The men who had arms opened fire at once upon them, while those with clubs dashed forward, levelling the panic-stricken guerillas to the ground with their heavy
blows, and arming themselves with their muskets and bandoleers. Thus the firing soon became general, and the Spaniards, struck with utter dismay, and believing that they had been attacked by a heavy column that had just arrived, speedily took to headlong flight, most of them throwing away their arms as they fled. In some of the houses there were short but desperate conflicts but, in a quarter of an hour after the first shot was fired, there was not a guerilla remaining alive in the village, upwards of a hundred and fifty having been killed; while on the side of their assailants only some fifteen had been killed, and twenty-eight wounded.

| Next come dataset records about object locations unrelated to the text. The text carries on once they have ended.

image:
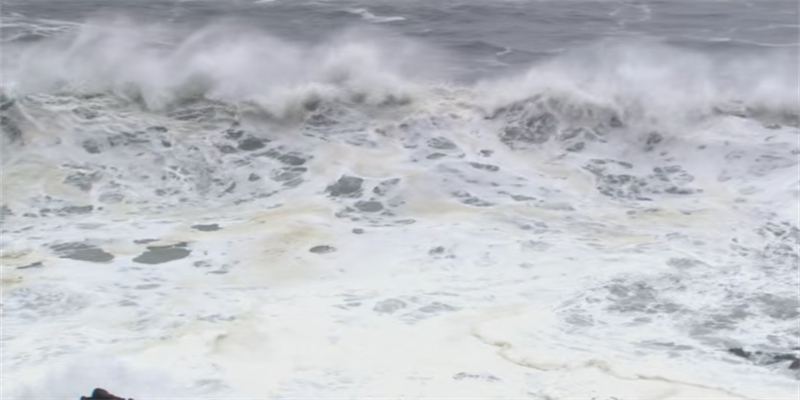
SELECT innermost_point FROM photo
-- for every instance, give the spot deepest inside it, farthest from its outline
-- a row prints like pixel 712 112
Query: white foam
pixel 517 299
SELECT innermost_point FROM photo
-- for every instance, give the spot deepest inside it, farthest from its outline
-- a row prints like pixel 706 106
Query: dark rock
pixel 85 113
pixel 226 149
pixel 463 375
pixel 4 213
pixel 346 186
pixel 91 146
pixel 252 143
pixel 577 147
pixel 162 254
pixel 76 210
pixel 389 306
pixel 101 394
pixel 322 249
pixel 536 129
pixel 652 140
pixel 34 265
pixel 517 197
pixel 436 250
pixel 471 200
pixel 291 159
pixel 12 130
pixel 206 228
pixel 233 134
pixel 384 187
pixel 82 180
pixel 288 173
pixel 740 352
pixel 485 167
pixel 437 307
pixel 369 206
pixel 441 143
pixel 219 272
pixel 147 286
pixel 82 252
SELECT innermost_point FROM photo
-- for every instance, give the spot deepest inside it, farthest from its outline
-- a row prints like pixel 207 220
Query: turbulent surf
pixel 220 210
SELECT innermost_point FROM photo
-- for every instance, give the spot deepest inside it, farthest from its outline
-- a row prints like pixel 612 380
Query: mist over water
pixel 381 199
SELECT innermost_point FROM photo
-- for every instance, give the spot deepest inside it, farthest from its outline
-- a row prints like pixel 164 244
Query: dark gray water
pixel 606 191
pixel 487 33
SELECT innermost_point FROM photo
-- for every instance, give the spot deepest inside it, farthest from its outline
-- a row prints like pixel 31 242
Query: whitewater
pixel 219 211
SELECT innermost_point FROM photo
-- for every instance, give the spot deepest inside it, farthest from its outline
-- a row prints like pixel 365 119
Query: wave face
pixel 383 214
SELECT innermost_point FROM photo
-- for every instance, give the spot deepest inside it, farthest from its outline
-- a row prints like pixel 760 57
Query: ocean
pixel 400 199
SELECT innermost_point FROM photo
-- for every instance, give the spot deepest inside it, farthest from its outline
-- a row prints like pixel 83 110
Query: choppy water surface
pixel 400 199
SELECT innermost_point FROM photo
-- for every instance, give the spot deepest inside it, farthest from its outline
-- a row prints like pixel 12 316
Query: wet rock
pixel 91 146
pixel 293 183
pixel 206 228
pixel 577 147
pixel 291 159
pixel 147 286
pixel 437 307
pixel 10 128
pixel 652 140
pixel 34 265
pixel 346 186
pixel 389 306
pixel 82 252
pixel 517 197
pixel 535 129
pixel 252 143
pixel 384 187
pixel 468 199
pixel 369 206
pixel 85 113
pixel 163 254
pixel 234 134
pixel 485 167
pixel 324 249
pixel 83 180
pixel 102 394
pixel 4 213
pixel 219 272
pixel 157 129
pixel 441 143
pixel 463 375
pixel 766 358
pixel 287 173
pixel 76 210
pixel 436 251
pixel 226 149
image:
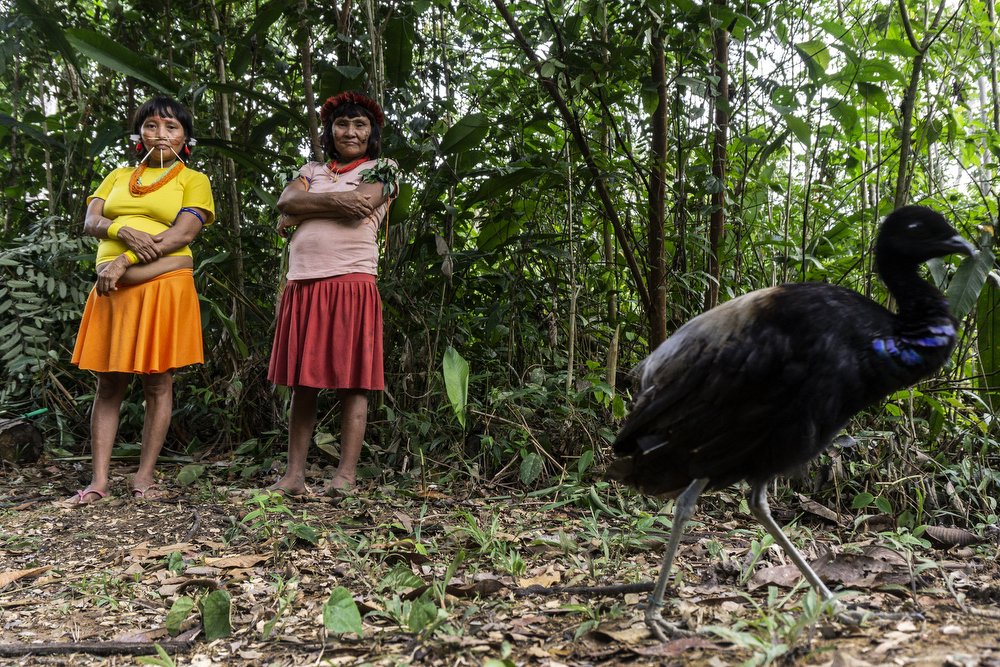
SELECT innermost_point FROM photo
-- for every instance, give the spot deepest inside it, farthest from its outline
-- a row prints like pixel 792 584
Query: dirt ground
pixel 101 580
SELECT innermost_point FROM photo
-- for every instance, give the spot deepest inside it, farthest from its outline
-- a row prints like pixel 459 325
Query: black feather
pixel 763 383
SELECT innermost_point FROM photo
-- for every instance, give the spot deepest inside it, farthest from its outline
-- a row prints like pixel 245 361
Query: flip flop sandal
pixel 140 494
pixel 83 493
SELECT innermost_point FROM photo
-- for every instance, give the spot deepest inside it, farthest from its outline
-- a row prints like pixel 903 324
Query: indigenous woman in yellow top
pixel 142 317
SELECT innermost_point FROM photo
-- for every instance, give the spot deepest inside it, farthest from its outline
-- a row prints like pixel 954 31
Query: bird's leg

They soon formed up in the street, and were told off, in parties of twelve, to the houses in the outskirts of the village. Three in each party were to keep watch, by turns, while the rest slept. An English officer was to remain in charge on one side of the street, and a French officer on the other. The rest went back to the church, whose doors were now thrown open.
"I thank you most heartily, gentlemen," the French officer said, to Terence and to the other British officers, "for the immense service that you have rendered us. Had it not been for your aid, our position would have been a very precarious one, before morning. As it is, I think we need fear no further interruption. We are now all armed; and as, with the wounded fit for work, we are still three hundred strong, we should beat off any force likely to attack us; though indeed, I have no belief that they will rally again. At any rate, their losses have been extremely heavy; and the streets were completely strewn with guns, so that I doubt whether half of those who got away have carried their weapons with them."
The next morning, indeed, it was found that in all about 400 muskets had been left behind. All that remained over, after arming the British soldiers, were broken up and thrown down the wells. Enough provisions were collected, among the houses, to furnish the whole with three or four days' rations. The dead were buried in a field near the village, those wounded too severely to march were placed in the waggons; and the rest, who had now resumed their uniforms, set out in high spirits. They were in the same order as before, but the prisoners were told to carry their muskets at the trail, while the French shouldered theirs; so that, viewed from a distance, the British should appear unarmed.
"That has been a grand bit of excitement, Terence," Dick Ryan said gleefully to his friend, as they marched along together. "Those fellows certainly fight a good deal more pluckily than the regular troops do. It was a capital idea to make all the men take off their uniforms, for I don't suppose the Spaniards, even for a moment, dreamt that we were among their assailants; at any rate, they have no proof that we were.
"You really must get me as your adjutant, Terence. I see there is very much more fun to be got out of your sort of fighting than there is with the regiment. I am very pleased, now, that I stuck to Portuguese as you advised me; though it was a great bore, at first."